Tra gli arrestati anche altre due donne.
La storia delle donne nella mafia ha diverse sfumature: ci sono donne nate in famiglie mafiose o spose di mafiosi che raffigurano un modello di “compagne fedeli” e di grande religiosità; altre donne invece hanno un ruolo attivo nelle organizzazioni mafiose e diventano delle vere e proprie “madrine”, altre ancora si limitano a collaborare, seppur marginalmente, facendo ad esempio da prestanome.

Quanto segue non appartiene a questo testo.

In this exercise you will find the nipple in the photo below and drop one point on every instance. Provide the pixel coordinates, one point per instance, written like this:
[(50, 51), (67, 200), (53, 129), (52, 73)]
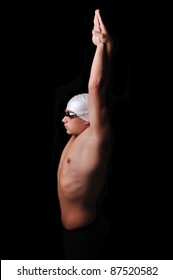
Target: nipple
[(68, 160)]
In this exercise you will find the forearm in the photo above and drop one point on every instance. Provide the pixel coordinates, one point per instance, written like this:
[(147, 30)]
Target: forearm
[(98, 74)]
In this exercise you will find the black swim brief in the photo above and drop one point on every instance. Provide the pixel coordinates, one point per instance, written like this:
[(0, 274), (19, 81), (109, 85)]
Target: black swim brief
[(84, 243)]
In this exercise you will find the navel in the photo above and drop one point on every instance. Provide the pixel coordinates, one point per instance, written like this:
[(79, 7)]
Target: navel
[(68, 160)]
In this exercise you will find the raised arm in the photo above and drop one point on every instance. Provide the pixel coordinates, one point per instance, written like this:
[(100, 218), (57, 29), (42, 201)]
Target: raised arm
[(100, 74)]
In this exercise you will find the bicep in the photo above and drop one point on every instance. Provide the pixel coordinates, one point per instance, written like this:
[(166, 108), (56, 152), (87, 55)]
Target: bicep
[(97, 110)]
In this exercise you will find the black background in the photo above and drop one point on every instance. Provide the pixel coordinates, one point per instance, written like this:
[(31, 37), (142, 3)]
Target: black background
[(44, 50)]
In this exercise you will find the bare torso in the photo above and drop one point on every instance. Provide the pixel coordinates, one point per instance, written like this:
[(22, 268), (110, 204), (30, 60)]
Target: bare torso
[(81, 176)]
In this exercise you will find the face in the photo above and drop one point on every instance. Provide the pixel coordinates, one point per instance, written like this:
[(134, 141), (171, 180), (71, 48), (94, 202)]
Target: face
[(73, 124)]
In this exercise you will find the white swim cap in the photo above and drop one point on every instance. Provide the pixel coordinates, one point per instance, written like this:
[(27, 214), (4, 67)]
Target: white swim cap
[(79, 105)]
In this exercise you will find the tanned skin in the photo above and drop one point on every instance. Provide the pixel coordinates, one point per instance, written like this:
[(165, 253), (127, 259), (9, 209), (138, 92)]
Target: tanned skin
[(84, 161)]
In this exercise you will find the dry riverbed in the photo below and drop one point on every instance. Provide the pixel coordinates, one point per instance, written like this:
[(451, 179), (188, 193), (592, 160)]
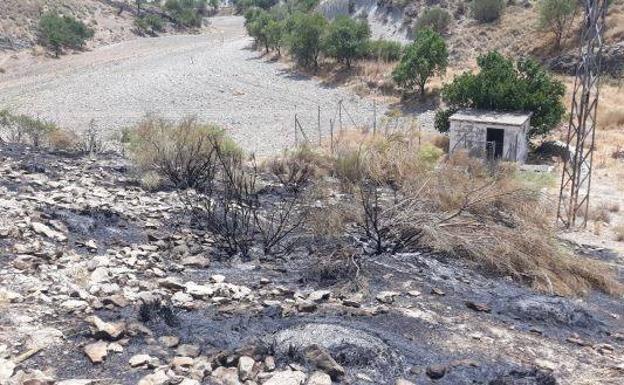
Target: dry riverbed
[(215, 76)]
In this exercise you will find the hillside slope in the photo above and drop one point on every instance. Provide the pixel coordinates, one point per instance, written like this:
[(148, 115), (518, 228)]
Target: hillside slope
[(516, 33), (19, 18)]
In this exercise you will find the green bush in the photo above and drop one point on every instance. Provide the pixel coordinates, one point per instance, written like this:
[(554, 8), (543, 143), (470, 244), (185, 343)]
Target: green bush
[(487, 11), (58, 32), (434, 18), (425, 57), (556, 16), (150, 24), (441, 121), (187, 13), (346, 39), (504, 85), (304, 39), (384, 50), (181, 152)]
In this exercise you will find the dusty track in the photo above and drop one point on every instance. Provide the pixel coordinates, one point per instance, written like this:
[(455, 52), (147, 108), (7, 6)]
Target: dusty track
[(215, 76)]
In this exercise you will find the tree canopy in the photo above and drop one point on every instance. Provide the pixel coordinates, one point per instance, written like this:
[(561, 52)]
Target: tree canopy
[(423, 58), (504, 85), (346, 39)]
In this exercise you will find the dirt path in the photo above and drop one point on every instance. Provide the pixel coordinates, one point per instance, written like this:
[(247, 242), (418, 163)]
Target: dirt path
[(214, 76)]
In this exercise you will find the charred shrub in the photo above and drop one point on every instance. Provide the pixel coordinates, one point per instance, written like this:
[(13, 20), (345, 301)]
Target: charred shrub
[(155, 311), (184, 153)]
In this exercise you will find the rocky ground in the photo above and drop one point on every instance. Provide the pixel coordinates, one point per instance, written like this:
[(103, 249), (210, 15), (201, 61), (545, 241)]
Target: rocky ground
[(215, 76), (102, 282)]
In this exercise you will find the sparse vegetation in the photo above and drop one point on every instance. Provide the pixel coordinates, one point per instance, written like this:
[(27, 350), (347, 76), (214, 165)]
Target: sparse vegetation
[(346, 39), (150, 24), (504, 85), (305, 38), (434, 18), (556, 16), (422, 59), (183, 153), (384, 50), (486, 11), (58, 32), (187, 13)]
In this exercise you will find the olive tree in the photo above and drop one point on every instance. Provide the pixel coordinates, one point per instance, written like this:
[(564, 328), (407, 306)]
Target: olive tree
[(422, 59), (556, 16), (346, 39)]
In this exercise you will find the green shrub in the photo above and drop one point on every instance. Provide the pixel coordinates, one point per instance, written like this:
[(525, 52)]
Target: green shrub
[(58, 32), (487, 11), (425, 57), (187, 13), (150, 24), (434, 18), (27, 129), (346, 39), (504, 85), (441, 122), (384, 50), (181, 152), (556, 16), (304, 39)]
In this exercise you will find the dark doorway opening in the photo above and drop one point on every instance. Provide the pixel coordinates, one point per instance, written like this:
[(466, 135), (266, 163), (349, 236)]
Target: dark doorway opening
[(495, 142)]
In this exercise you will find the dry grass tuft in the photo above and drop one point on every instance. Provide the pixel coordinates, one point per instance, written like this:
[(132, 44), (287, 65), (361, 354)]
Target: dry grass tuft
[(619, 233), (457, 206)]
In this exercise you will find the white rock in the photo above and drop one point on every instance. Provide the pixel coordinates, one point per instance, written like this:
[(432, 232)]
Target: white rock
[(42, 229), (319, 378), (245, 368), (6, 370), (287, 377), (96, 351), (157, 378)]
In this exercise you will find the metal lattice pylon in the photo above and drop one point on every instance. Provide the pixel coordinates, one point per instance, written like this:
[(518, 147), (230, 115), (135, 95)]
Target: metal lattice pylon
[(577, 165)]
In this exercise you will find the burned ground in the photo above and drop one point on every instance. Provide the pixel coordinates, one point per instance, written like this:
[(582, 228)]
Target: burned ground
[(108, 247)]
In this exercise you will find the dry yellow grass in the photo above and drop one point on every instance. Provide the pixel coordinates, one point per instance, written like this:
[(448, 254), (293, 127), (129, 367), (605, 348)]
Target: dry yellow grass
[(501, 222)]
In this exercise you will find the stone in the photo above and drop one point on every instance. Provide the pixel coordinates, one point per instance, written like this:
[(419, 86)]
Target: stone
[(319, 378), (182, 362), (157, 378), (319, 357), (318, 296), (41, 229), (217, 278), (106, 330), (169, 341), (198, 261), (97, 351), (306, 306), (6, 370), (480, 307), (76, 381), (286, 377), (189, 381), (188, 350), (245, 368), (181, 299), (435, 372), (387, 296), (225, 376), (269, 363), (171, 284), (143, 360), (198, 291)]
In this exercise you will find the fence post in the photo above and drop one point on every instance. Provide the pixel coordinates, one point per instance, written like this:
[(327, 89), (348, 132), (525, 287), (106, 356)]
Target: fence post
[(318, 125), (331, 136), (374, 117), (340, 114), (296, 133)]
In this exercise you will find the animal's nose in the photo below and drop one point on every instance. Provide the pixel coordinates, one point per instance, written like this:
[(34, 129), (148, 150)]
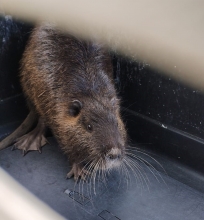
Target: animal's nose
[(114, 156)]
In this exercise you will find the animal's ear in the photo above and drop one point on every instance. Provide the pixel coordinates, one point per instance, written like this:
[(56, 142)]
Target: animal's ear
[(74, 108)]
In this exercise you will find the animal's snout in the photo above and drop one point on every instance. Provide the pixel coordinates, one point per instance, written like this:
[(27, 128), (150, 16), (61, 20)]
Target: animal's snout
[(114, 154)]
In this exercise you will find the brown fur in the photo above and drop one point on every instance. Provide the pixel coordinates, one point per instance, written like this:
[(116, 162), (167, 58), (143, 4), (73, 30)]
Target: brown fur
[(58, 69)]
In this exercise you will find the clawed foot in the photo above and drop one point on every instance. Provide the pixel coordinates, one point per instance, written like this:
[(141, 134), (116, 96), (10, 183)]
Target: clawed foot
[(30, 142), (34, 140), (78, 171)]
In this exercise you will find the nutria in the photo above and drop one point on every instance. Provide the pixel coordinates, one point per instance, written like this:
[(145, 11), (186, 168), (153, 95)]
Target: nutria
[(69, 86)]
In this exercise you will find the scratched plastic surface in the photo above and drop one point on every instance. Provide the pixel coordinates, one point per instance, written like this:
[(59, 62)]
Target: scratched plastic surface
[(159, 197)]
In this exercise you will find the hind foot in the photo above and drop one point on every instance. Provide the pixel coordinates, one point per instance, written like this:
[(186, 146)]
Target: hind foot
[(78, 171), (34, 140)]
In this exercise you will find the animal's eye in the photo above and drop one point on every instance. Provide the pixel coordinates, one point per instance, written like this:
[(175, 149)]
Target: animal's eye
[(89, 127)]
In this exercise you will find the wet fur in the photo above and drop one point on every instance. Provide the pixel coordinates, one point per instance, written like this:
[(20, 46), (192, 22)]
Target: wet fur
[(57, 69)]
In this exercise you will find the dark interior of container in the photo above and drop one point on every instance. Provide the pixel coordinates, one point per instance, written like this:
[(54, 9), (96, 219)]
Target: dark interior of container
[(164, 119)]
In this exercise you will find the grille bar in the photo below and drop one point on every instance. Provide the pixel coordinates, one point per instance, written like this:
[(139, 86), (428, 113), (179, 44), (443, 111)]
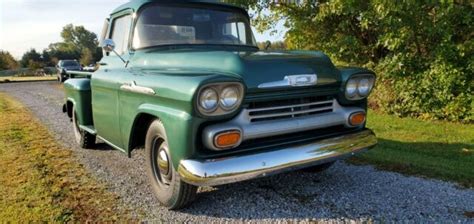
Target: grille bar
[(287, 109), (291, 113), (290, 106)]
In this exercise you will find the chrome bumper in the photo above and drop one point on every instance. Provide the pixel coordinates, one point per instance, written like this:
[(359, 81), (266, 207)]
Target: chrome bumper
[(211, 172)]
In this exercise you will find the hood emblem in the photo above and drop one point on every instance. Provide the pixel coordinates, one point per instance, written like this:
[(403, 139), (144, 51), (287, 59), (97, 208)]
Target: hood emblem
[(292, 80)]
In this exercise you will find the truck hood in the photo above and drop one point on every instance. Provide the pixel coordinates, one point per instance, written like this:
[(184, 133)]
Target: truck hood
[(253, 68)]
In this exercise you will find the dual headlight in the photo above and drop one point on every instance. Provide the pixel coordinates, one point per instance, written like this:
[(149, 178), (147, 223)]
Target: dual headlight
[(219, 99), (359, 86)]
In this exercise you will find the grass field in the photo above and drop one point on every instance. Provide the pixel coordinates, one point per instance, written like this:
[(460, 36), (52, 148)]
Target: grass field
[(26, 78), (440, 150), (40, 181)]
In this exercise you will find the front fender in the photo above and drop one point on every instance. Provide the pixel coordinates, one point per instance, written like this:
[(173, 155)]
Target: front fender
[(78, 93), (180, 127)]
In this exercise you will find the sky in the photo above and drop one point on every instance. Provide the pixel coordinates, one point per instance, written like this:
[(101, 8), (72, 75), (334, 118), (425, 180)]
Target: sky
[(26, 24)]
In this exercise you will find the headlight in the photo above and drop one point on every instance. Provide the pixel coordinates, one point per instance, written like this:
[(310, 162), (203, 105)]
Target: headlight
[(229, 97), (351, 88), (220, 98), (208, 99), (364, 87), (359, 86)]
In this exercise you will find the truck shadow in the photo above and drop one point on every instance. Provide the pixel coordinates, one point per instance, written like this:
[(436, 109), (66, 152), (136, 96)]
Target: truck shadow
[(358, 192)]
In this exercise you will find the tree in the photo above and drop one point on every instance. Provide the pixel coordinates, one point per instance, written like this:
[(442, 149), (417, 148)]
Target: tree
[(422, 51), (31, 57), (77, 42), (7, 62)]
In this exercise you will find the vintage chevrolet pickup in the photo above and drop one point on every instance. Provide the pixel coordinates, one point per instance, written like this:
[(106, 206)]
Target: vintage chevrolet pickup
[(186, 81)]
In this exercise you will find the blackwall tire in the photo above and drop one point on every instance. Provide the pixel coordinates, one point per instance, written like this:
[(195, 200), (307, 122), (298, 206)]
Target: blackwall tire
[(170, 190)]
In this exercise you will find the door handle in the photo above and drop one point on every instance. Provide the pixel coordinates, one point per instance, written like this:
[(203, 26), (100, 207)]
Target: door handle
[(134, 88)]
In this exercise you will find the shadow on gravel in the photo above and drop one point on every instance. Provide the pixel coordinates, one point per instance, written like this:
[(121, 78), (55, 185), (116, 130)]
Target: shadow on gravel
[(342, 192), (103, 147)]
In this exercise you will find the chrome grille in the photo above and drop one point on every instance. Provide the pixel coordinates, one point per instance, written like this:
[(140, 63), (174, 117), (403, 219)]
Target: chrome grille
[(290, 108)]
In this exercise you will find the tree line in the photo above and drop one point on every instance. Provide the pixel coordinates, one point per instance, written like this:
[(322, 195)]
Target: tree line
[(422, 51), (77, 43)]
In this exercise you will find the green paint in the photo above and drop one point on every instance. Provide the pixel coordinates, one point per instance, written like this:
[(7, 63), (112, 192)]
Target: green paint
[(176, 74)]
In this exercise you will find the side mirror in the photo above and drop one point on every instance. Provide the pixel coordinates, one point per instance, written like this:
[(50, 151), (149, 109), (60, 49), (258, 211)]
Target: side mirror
[(108, 45), (267, 44)]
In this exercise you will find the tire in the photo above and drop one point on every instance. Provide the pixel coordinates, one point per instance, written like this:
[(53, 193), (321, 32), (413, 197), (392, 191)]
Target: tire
[(318, 168), (170, 190), (83, 138)]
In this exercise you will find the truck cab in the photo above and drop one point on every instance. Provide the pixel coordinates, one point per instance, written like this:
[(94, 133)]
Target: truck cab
[(186, 81)]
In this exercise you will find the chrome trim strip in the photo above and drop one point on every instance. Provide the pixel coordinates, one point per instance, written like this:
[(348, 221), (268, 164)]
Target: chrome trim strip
[(211, 172), (134, 88), (253, 130)]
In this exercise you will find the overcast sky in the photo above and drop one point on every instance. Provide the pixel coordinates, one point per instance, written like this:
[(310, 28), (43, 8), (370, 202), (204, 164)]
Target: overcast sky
[(26, 24)]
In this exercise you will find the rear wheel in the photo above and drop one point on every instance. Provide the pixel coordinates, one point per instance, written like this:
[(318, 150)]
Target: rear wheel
[(170, 190), (83, 138), (319, 168)]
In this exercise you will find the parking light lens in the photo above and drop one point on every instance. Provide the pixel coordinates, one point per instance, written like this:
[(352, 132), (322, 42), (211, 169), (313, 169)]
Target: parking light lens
[(227, 139)]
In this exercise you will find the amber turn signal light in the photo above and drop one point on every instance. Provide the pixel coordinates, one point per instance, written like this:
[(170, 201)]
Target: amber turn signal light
[(227, 139), (357, 118)]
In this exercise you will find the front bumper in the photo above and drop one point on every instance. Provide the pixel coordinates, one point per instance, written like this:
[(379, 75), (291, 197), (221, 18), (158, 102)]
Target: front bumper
[(211, 172)]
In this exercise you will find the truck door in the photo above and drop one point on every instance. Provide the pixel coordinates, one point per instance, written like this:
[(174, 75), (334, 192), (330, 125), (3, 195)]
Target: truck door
[(106, 83)]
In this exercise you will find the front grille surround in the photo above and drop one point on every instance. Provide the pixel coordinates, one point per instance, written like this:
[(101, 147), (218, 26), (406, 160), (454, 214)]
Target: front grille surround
[(289, 108)]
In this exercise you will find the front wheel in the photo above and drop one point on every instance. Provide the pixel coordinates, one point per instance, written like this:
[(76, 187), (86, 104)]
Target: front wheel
[(170, 190), (83, 138)]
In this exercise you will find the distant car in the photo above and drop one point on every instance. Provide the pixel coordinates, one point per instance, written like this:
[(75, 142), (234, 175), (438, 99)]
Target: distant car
[(67, 65), (90, 68)]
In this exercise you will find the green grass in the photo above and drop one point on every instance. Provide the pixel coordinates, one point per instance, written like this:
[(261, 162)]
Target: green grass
[(6, 79), (439, 150), (42, 182)]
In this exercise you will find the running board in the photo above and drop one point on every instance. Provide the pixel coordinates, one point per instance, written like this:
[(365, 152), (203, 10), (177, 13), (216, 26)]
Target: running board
[(88, 128)]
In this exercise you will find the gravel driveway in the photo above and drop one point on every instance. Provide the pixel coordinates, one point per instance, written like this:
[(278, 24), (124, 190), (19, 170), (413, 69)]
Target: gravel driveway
[(342, 193)]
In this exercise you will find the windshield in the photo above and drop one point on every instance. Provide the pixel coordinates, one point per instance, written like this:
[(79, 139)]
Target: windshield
[(191, 24), (70, 63)]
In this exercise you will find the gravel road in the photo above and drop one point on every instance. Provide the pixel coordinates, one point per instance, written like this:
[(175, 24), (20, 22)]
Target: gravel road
[(341, 194)]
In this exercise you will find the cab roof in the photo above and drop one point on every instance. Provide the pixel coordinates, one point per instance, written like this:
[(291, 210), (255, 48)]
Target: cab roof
[(135, 5)]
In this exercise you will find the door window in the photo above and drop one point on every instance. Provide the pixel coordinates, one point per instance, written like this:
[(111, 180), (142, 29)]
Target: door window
[(121, 33)]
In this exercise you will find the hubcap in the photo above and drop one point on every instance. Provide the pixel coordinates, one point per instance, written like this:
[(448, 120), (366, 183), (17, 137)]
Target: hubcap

Multiforme è anche l’approccio delle donne di fronte al pentitismo dei familiari: donne che accettano che i congiunti collaborino con la giustizia e donne che invece prendono le distanze da essi anche in forme eclatanti (la fedeltà assoluta diventa più forte dell’amore di una madre per i figli!). Uno degli esempi più drammatici ci è dato da Giovanna Cannova, la cui figlia Rita Atria, suicidatasi a 18 anni due giorni dopo la morte di Paolo Borsellino, con la quale aveva instaurato un rapporto filiale e di collaborazione, non partecipa al funerale e profana la tomba della figlia per portarla nella tomba della famiglia Atria. Altro caso agghiacciante è quello di Angela Russo, che minaccia di morte il proprio figlio pentito. Altre madri non si sono limatate a questo ma addirittura hanno collaborato con i sicari per “eliminare” quei figli che avevano deciso di collaborare con la giustizia.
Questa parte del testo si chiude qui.